Contrit, il a ensuite expliqué avoir voulu relayer le vécu d’une collègue médecin qui a été forcée à porter le hidjab dès l’enfance et qui lui a décrit « comment cela a provoqué chez elle une souffrance psychologique qui a duré jusqu’à l’âge adulte ». Depuis le début de cette controverse, le Dr Emil aurait reçu un nombre incalculable de témoignages de femmes lui confiant leur histoire. Toutes ces Canadiennes, écrit-il, « ne peuvent s’exprimer publiquement, car elles craignent des représailles personnelles ou professionnelles ». Ce simple fait, ajoute-t-il, « devrait en troubler plusieurs ».
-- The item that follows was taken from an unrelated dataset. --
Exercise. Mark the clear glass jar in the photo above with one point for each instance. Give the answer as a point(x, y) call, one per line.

Puisque cette dynamique du voile contraint existe au Québec et au Canada, que penser de la propension du gouvernement et des entreprises — et le mois dernier, de la Fédération canadienne des municipalités — à choisir l’image de la femme voilée comme symbole par excellence de la diversité ? Ce choix renforce le discours patriarcal musulman en stéréotypant la bonne musulmane en musulmane voilée et en marginalisant la musulmane voulant se libérer de cette consigne religieuse.
Un choix discriminatoire
Il discrimine aussi les autres fois religieuses. Le tiers des Canadiens qui sont non croyants peuvent se reconnaître parmi les autres personnes représentées, la femme voilée étant rarement seule. Mais les deux tiers des Canadiens (et Canadiennes) affirmant un attachement religieux doivent constater que la seule religion en vitrine n’est ni celle de Jésus, de Yahvé ou du gourou suprême sikh, mais celle d’Allah. Qu’a-t-il fait pour obtenir cette préséance ?
Les auditeurs croyants de la chaîne d’information continue de la CBC vivent le même problème. À heure de grande écoute, une journaliste voilée leur explique leur quotidien. Ils chercheront en vain un présentateur affichant la religion majoritaire, chrétienne, ou les autres fois. Il y a évidemment un remède à ce problème d’équité : la neutralité. Un concept qui semble en net recul au Canada anglais.
Comment conclure ? J’ai demandé à Yasmine Mohammed sa réaction à la publicité antiféministe canadienne du 8 mars. Voici sa réponse : « Je suis si fatiguée, Jean-François. Pour moi, c’est tellement personnel. Je ne sais pas quoi dire. Cela me brise le cœur. »
jflisee@ledevoir.com ; Blogue : jflisee.org
Correction: Le texte a été mis à jour pour bien indiquer que les meurtres dans la famille Shafia ont touché trois jeunes Montréalaises et leur belle-mère, et non leur tante.